In that vein, you might be interested in reading Thomas Kuhn's "The Structure of Scientific Revolutions." He wore out the word paradigm for me - and I'll never forgive him for that - but he's been my guiding philosophy for not getting mired down in the whole crevo-id debates and missing neutrino debates and 'what-killed-the-dinosaurs' debates.
He argues that scientific revolutions are the ruptures of paradigms and the establishment of new ones where the paradigm is a framework of rules governing the universe. The framework is fleshed out with examples of how the system of rules works to make predictions and explain phenomena.

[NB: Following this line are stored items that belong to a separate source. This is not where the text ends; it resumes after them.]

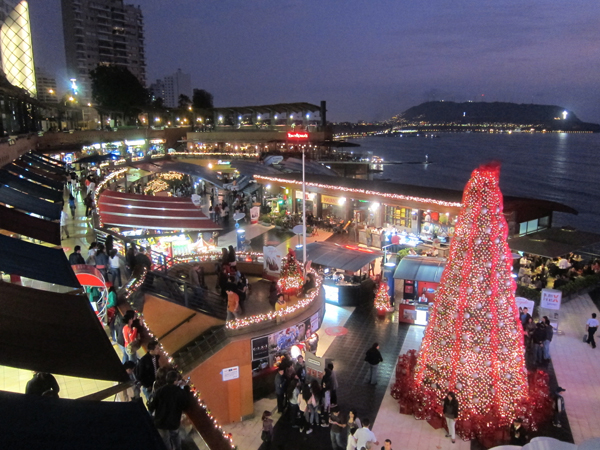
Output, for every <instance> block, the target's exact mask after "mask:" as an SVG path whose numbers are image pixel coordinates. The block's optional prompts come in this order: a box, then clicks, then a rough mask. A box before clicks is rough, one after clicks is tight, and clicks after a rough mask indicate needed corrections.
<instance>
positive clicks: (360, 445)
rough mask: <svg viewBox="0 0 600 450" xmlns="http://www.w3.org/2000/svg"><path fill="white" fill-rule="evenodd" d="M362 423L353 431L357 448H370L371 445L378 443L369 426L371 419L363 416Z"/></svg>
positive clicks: (361, 449) (360, 449) (371, 446)
mask: <svg viewBox="0 0 600 450" xmlns="http://www.w3.org/2000/svg"><path fill="white" fill-rule="evenodd" d="M362 425H363V426H362V427H361V428H359V429H358V430H356V432H355V433H354V437H355V438H356V448H357V450H362V449H363V448H371V447H372V446H373V445H379V441H378V440H377V437H376V436H375V433H373V432H372V431H371V429H370V428H369V425H371V421H370V420H369V419H368V418H367V417H364V418H363V420H362Z"/></svg>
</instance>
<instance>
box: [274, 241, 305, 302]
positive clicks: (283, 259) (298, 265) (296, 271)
mask: <svg viewBox="0 0 600 450" xmlns="http://www.w3.org/2000/svg"><path fill="white" fill-rule="evenodd" d="M303 281H304V279H303V277H302V267H301V266H300V264H298V260H296V252H295V251H294V250H292V249H291V248H290V249H289V250H288V254H287V256H286V257H285V258H284V259H283V264H282V266H281V275H280V277H279V280H278V281H277V286H278V287H279V289H280V290H281V292H284V293H286V294H295V293H297V292H298V291H299V290H300V288H301V287H302V282H303Z"/></svg>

Think how Galileo disproved Aristotle, how Newton built on Galileo but was supplanted by Einstein.
Revolutions and new systems of thinking.
The other key part of Kuhn is that there is no way to objectively judge the 'correctness' of a paradigm from within in. You need an objective frame of reference to compare between two paradigms or you need to destroy the paradigm and build a new one.
So in my mind, it is entirely possible that every law of physics (all sciences are physics once reduced down far enough) we currently cling to could be *wrong.* We could have a scientific revolution that changes *everything.* Call me gnostic, but it allows me to be smug and not get uptight over silly arguments.
Yeah, I'm looking forward to seeing some discombobulated scientists one of these days.
Or not; the problem with science is that it's done by people. When you spend your whole career talking about stuff from within a paradigm, it's much easier to say someone who suggests something new is wrong than to actually look at the evidence.